Canterbury Bells are biennial plant and very popular in cottage gardens, they feature an upright flower spike which produces amazing bell shaped flower. Canterbury bells are an easy plant to grow and will flower for 2 years then die.
Canterbury Bells belong to the campanula family, are a hardy plant, and the beneficial insects love them. It is a awesome site to see a bee going into a canterbury bell, watch it do its job inside the flower, then come out. We have found the blue banded bee, which are a native bee love them as well. We have them planted throughout our whole garden.
When to Plant Canterbury Bell Flowers
Canterbury Bells can be grown all year round, however we avoid plant or sowing our seeds in the middle of summer and winter as this can lead to poor germination and plants dying due to weather events such as a heat wave or frost.
How to Plant Canterbury Bell Seeds
We plant our canterbury bell seeds in late winter to early spring, they could also be planted late autumn. We plant our seeds into seedling trays, as we can control what goes on with soil temperature, pest and watering. Canterbury Bell seeds take between 14-21 days to germinate and germinate best when soil temperatures are between 18 to 22 degrees Celsius. We also have a lot of self-seeded canterbury bells.
Where to Plant Canterbury Bells
Canterbury bells can be grown in full sun or part shade and have found they do well anywhere. They are a hungry plant, so we recommend in preparing the ground by adding some homemade compost, manure, slow release fertilser and mulch.
How to Transplant Canterbury Bells
We transplant our canterbury bells after they have between 4 to 5 leaves and are between 5 to 10 cm tall. We like to plant them with a 30cm spacing.
How Long do Canterbury Bell Bloom For?
Canterbury bells will start to bloom after 160 days and will continue to flower until the plant dies. Most canterbury bells will grow for 2 years.
How to Care for Canterbury Bells
Canterbury Bells require you to remove dead or fading flowers and remove any dead foliage. Because canterbury bells grow for 2 years you will need to every autumn and spring add some more homemade compost, manure, slow-release fertilizer and mulch.
Can I Save the Seed from my Canterbury Bells?
You can save the seed from your canterbury bells and its very easy. Allow the flower to die back and dry out. Once completely dried remove flower and crunch the flower up on a piece of paper to reveal the tiny seeds. You can also just crunch the flowers up over the garden allowing them to self-seed.
Common Problems with Canterbury Bells
While we haven’t ran into any problems with our canterbury bells, there are various pests and diseases which can affect them.
Aphids are a small sap sucking insect usually found on new tender shoots and underside of leaves. They can cause your plants to wilt or to become discoloured. To control aphids, inspect plants regularly and if found you can squash them, wash them off with a garden hose or if you have many plants infested with aphids you can spray them with a horticultural oil.
Snails and Slugs
So far we have found the snails and slugs have left the canterbury bells alone. Check plants regularly as snails and slugs can decimate a plant in a short amount of time. Remove and dispose of snails. If you’re having a large problem with snails and slugs, here is how we control them.

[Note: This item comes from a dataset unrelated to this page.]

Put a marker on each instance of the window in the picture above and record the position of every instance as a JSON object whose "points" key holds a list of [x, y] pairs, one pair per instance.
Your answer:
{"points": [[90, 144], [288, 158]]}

Spider mites are a tiny sap sucking spider which cause the leaves to become dry, wilted and discoloured. The leaves also may feel like sandpaper. To control spray plants with a horticultural oil.
Thrips are a tiny flying sap sucking insect that suck the sap from leaves and petals. While normally not causing any major damage to the plant, they can leave marks on your flowers and transfer diseases from one plant to another. To control wash thrips from the affected plant or spray with a horticultural oil.
This is a fungal disease that cause orange rusty brown spots on leaves. This can be avoided by watering at ground level and allow plants to have correct spacing. Remove and dispose of the dead or diseased foliage.
Powdery Mildew is a fungal disease that shows up as white spots on the leaves and can spread over the plant quickly. To prevent water plants at soil level, allow good airflow and correct plant spacing. Remove dead and diseased foliage. If the whole plant is affected remove, we haven’t found any of organic treatments for powdery mildew to work.